The event took place near Splashdown Beach, a water park in Fishkill. The organizers had cut a small area into the lake so people could jump in up to three at a time. The teams assembled in a hut, where they were serving food, drinks and playing music, psyching people up to go out into twenty degree weather and jump into freezing cold water. Dubois commented on the rest of the crowd that day. “There were a lot of people at the event to take the plunge and I could sense a lot of enthusiasm toward helping the Special Olympics. I even overheard some people saying it was their tenth consecutive year participating in the plunge,” she explained.
Brainerd set the scene perfectly. “nine of us (men’s and women’s soccer and golf) met up a few hours ahead of time and caravanned to Fishkill. We went to a parking lot where we got on school buses that drove us up to the lake area. It was cold enough at the bottom, but at the top near the water it was just frigid. The wind was blowing snow everywhere and I think we all started to question why we decided to go through with it. The water was completely frozen over, they had only cut out a small chunk for us to jump in. It was like we were looking at a huge open field covered with snow in some arctic tundra…not the best place to be half naked. We also ran into the crew team inside! More Vassar representation!”

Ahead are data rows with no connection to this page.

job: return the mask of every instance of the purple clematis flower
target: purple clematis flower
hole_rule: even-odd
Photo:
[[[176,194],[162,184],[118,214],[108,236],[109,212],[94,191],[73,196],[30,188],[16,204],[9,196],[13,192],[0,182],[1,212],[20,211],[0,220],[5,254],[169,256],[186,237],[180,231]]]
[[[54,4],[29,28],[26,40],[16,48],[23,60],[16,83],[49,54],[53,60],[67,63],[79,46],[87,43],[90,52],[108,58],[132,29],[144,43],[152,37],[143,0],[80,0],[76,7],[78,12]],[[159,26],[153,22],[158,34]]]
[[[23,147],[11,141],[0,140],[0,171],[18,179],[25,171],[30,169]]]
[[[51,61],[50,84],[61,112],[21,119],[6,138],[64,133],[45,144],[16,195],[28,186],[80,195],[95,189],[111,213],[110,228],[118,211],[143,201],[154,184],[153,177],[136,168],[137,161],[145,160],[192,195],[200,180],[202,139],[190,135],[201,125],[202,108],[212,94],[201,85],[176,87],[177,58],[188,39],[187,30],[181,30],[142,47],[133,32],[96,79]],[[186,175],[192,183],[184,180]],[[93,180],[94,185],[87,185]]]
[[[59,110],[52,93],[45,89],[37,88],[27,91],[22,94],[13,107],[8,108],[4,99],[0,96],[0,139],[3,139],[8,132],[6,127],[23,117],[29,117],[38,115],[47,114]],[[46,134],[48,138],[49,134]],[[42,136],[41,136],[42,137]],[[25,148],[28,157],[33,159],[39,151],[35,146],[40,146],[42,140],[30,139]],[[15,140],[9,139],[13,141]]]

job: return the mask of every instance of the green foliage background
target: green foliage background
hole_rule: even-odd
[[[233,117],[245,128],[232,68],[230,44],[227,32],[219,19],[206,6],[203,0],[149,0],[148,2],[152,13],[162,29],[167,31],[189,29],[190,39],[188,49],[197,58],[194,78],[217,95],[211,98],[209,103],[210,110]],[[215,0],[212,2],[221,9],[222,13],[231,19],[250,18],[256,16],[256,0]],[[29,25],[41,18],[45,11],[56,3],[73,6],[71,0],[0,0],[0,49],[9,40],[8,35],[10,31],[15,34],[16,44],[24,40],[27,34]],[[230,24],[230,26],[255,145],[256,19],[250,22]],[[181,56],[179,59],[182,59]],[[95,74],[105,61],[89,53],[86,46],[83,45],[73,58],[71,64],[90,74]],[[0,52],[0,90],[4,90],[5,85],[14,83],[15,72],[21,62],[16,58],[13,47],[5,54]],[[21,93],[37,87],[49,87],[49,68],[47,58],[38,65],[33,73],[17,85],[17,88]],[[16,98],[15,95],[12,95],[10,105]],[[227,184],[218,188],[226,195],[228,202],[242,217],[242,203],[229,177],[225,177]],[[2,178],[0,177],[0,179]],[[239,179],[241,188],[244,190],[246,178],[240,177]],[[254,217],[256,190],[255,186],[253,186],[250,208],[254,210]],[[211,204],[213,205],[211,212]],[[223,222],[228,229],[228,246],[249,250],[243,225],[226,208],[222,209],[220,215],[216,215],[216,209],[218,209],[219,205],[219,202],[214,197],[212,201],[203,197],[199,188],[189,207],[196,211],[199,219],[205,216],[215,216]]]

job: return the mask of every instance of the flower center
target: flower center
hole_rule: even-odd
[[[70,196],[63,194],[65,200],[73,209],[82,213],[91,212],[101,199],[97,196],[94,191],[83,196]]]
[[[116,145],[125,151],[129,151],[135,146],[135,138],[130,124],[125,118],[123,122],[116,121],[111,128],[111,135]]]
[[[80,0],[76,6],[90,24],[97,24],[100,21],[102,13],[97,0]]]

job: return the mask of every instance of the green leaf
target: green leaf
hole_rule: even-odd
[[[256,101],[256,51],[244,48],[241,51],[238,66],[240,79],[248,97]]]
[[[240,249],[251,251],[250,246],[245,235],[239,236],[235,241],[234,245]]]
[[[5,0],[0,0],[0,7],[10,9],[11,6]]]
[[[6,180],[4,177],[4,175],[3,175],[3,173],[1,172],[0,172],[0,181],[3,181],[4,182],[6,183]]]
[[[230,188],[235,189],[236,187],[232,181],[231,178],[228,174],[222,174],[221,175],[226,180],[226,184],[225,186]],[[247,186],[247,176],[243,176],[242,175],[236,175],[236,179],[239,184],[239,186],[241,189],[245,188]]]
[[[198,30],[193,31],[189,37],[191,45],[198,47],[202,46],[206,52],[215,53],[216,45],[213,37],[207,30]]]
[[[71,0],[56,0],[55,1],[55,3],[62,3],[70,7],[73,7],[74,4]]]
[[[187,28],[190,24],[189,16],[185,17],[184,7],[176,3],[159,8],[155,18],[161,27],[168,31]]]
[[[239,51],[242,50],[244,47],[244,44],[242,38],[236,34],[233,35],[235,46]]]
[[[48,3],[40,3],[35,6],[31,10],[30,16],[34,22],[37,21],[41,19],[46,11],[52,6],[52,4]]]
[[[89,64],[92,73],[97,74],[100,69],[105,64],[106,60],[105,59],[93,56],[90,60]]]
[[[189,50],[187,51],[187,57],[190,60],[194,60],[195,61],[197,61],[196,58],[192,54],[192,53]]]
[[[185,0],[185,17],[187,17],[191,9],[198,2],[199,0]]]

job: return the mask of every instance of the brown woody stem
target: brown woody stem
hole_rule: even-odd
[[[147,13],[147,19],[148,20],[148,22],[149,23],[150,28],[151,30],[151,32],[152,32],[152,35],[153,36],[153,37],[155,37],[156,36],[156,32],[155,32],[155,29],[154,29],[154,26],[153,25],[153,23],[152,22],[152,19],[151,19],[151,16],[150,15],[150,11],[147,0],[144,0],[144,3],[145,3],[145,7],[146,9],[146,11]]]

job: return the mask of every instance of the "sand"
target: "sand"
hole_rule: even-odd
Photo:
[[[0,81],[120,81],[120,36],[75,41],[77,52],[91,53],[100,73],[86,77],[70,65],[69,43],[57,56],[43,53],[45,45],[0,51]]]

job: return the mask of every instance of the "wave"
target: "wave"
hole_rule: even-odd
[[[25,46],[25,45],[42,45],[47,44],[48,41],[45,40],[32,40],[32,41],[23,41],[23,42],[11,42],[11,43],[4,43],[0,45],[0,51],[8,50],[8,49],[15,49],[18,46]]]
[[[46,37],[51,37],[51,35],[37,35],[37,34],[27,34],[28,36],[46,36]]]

Brainerd continued, “When it was our turn to go out, we all stripped down into spandex, sports bras, bathing suits, etc. and started to migrate toward the water. Walking to the water was definitely worse than jumping in because we had to trudge through more than a foot of snow with wind blowing everywhere. It was a disaster. Down at the water, everyone got in a single file line and we jumped in singles, doubles and triples.” There was a tent for people to change out of their wet clothes once they had finished the plunge, but unfortunately, our Vassar participants were unaware of that, and so had to run back through the snow banks to the hut to retrieve their warm clothes.
The students agreed that the event was well organized. Still, Chipman added, “I wish they had marked the path a bit better so that so many people didn’t end up walking down and back up the snow bank.”
Looking back on the event, all of them expressed their desire for repeating the experience. “I would absolutely do it again. Suffering through a few minutes of freezing cold is a pretty small price to pay for a really great cause,” wrote Brainerd. Chipman agreed but felt she might make a few adjustments, “I would do it again but bring proper shoes. If my feet weren’t cold the experience would have been a lot less stressful.” Added Dubois, “While I would definitely prefer to jump on a day that was a bit warmer than 20 degrees, I would do it again.”